The paper introduces the Σ method for reconstructing deep inelastic scattering kinematics at HERA, enabling precise measurements of F2(x,Q^2) across the full kinematic range, including challenging low-x, low-Q^2 regions, with reduced radiative corrections. Through detailed comparisons with the traditional electron, double-angle, and mixed methods, Σ demonstrates superior x-resolution at high y and resilience to initial-state radiation, while still functioning well at low x and high Q^2. It also explores extensions such as the eΣ method and kinematic fitting, and analyzes QED radiative corrections, proposing ISR-independent variants (IDA, IΣ) as complementary approaches.
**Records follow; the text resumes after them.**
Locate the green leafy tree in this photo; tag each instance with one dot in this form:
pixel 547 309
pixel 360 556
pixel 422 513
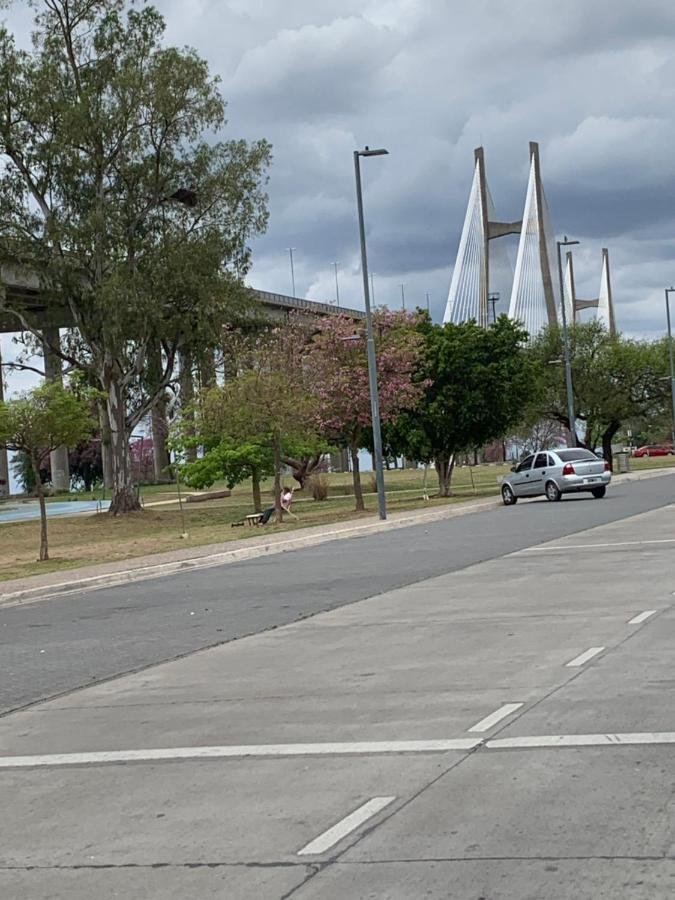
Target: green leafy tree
pixel 265 411
pixel 234 462
pixel 615 380
pixel 115 196
pixel 37 423
pixel 478 381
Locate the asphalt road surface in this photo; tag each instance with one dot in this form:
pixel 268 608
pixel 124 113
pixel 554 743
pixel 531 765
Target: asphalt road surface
pixel 497 731
pixel 61 644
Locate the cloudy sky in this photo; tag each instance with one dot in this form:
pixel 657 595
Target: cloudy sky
pixel 593 82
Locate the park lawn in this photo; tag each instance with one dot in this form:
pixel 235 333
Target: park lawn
pixel 98 538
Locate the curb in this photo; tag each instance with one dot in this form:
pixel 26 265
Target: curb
pixel 225 557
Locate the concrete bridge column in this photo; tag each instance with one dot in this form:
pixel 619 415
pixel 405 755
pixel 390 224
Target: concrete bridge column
pixel 4 463
pixel 59 457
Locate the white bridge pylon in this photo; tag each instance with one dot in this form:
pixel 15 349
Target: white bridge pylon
pixel 535 296
pixel 470 285
pixel 603 303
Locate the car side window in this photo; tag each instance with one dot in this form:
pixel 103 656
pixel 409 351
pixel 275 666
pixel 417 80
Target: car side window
pixel 525 464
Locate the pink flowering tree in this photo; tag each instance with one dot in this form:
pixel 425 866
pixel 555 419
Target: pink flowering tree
pixel 338 362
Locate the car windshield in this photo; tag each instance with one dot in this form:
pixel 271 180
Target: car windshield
pixel 572 455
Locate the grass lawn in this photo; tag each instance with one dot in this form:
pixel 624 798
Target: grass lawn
pixel 84 539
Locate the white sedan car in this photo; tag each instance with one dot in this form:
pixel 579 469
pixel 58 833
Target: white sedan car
pixel 557 472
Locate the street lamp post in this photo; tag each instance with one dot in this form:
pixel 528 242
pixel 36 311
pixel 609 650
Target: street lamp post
pixel 372 362
pixel 669 291
pixel 290 253
pixel 566 346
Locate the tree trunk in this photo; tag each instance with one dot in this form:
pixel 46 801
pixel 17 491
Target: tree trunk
pixel 106 458
pixel 255 483
pixel 187 399
pixel 124 498
pixel 207 371
pixel 44 547
pixel 607 443
pixel 158 419
pixel 160 432
pixel 356 476
pixel 444 466
pixel 276 440
pixel 303 467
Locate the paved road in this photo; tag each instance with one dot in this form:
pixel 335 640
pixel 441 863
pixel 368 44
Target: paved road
pixel 55 646
pixel 534 693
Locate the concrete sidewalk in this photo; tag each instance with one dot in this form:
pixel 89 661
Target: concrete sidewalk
pixel 22 590
pixel 463 659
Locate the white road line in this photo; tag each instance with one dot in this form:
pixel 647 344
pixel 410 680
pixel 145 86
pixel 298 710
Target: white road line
pixel 236 752
pixel 584 657
pixel 642 617
pixel 581 740
pixel 545 548
pixel 345 826
pixel 499 714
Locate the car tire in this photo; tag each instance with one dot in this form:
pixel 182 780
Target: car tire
pixel 552 491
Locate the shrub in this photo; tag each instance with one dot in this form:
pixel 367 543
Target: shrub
pixel 319 487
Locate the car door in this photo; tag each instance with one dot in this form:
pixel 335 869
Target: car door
pixel 520 481
pixel 537 475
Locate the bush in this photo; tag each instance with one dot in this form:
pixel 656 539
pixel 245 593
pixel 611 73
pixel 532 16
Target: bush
pixel 319 487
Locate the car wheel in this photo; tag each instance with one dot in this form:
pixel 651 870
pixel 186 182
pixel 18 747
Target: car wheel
pixel 553 492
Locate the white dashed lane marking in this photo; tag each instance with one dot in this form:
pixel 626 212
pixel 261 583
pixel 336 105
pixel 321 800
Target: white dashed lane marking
pixel 495 717
pixel 345 826
pixel 642 617
pixel 584 657
pixel 236 752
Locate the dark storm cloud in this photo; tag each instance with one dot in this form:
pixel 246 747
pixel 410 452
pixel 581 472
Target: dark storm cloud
pixel 593 82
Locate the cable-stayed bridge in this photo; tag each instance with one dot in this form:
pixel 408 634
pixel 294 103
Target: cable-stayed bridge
pixel 535 294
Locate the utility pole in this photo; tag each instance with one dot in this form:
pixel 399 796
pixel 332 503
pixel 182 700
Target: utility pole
pixel 372 361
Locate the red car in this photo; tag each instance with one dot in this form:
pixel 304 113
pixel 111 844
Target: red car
pixel 653 450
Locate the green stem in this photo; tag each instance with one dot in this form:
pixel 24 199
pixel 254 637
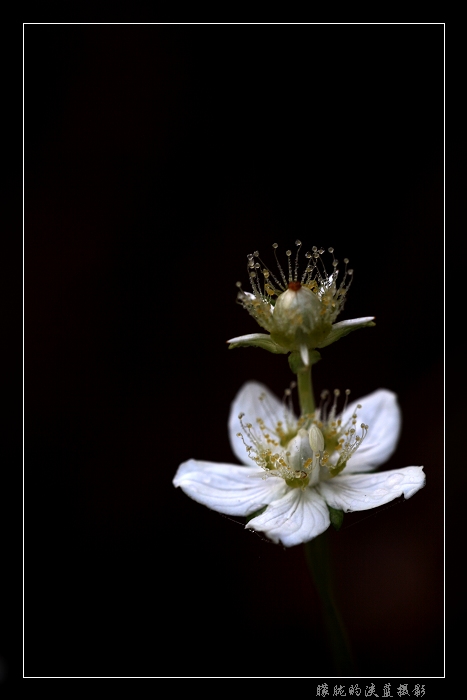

The work provides practical guidance for achieving high-precision F2 extractions at HERA and highlights how method choices impact radiative corrections and systematic uncertainties.

Abstract

We review and compare the reconstruction methods of the inclusive deep inelastic scattering variables used at HERA. We introduce a new prescription, the $Σ$ method, which allows to measure the structure function of the proton $F_2(x,Q^2)$ in a large kinematic domain, and in particular in the low x-low$Q^2$ region, with small systematic errors and small radiative corrections. A detailed comparison between the $Σ$ method and the other methods is shown. Extensions of the $Σ$ method are presented. The effect of QED radiation on the kinematic reconstruction and on the structure function measurement is discussed.

Figures (6)

• Figure 1: Monte Carlo comparison of $y$ reconstruction for several hadronic methods w.r.t. to $y_e$, at high (0.2-0.5) and very high $y$ (0.5-0.8). Both bias and resolution improve with $y$ for the $\Sigma$ method although these become worse for the hadrons-only method. $y_{DA}$ has larger biases and resolutions than $y_{\Sigma}$, as can be read from the fit results written inside the figure.
• Figure 2: Comparison $x_{method} / x$ at low $Q^2$ ($Q^2 > 7~GeV^2$) for the $\Sigma$, mixed , DA and $e$ methods. From top to bottom, each row represent a bin in $y$: very high (0.5-0.8), high (0.2-0.5), medium (0.1-0.2), low (0.05-0.1), very low (0.01-0.05).
• Figure 3: Comparison $Q^2_{method} / Q^2$ at low $Q^2$ ($Q^2 > 7~GeV^2$) for the $\Sigma$ , DA and $e$ methods. From top to bottom, each row represent a bin in $y$: very high (0.5-0.8), high (0.2-0.5), medium (0.1-0.2), low (0.05-0.1), very low (0.01-0.05).
• Figure 4: Comparison $x_{method} / x$ at high $Q^2$ ($Q^2 > 200~GeV^2$) for the $\Sigma$, mixed , DA and $e$ methods. From top to bottom, each row represent a bin in $y$: very high (0.5-0.8), high (0.2-0.5), medium (0.1-0.2), low (0.05-0.1), very low (0.01-0.05).
• Figure 5: Radiative corrections (excluding vacuum polarisation correction) as a function of $x$ in two bins of $Q^2$ for the $\Sigma$, $e\Sigma$, DA, $e$ and mixed method, requesting two minimal scattered electron energy: $E > 4~GeV$ (upper curve of each method) and $E> 8~GeV$ (lower curve).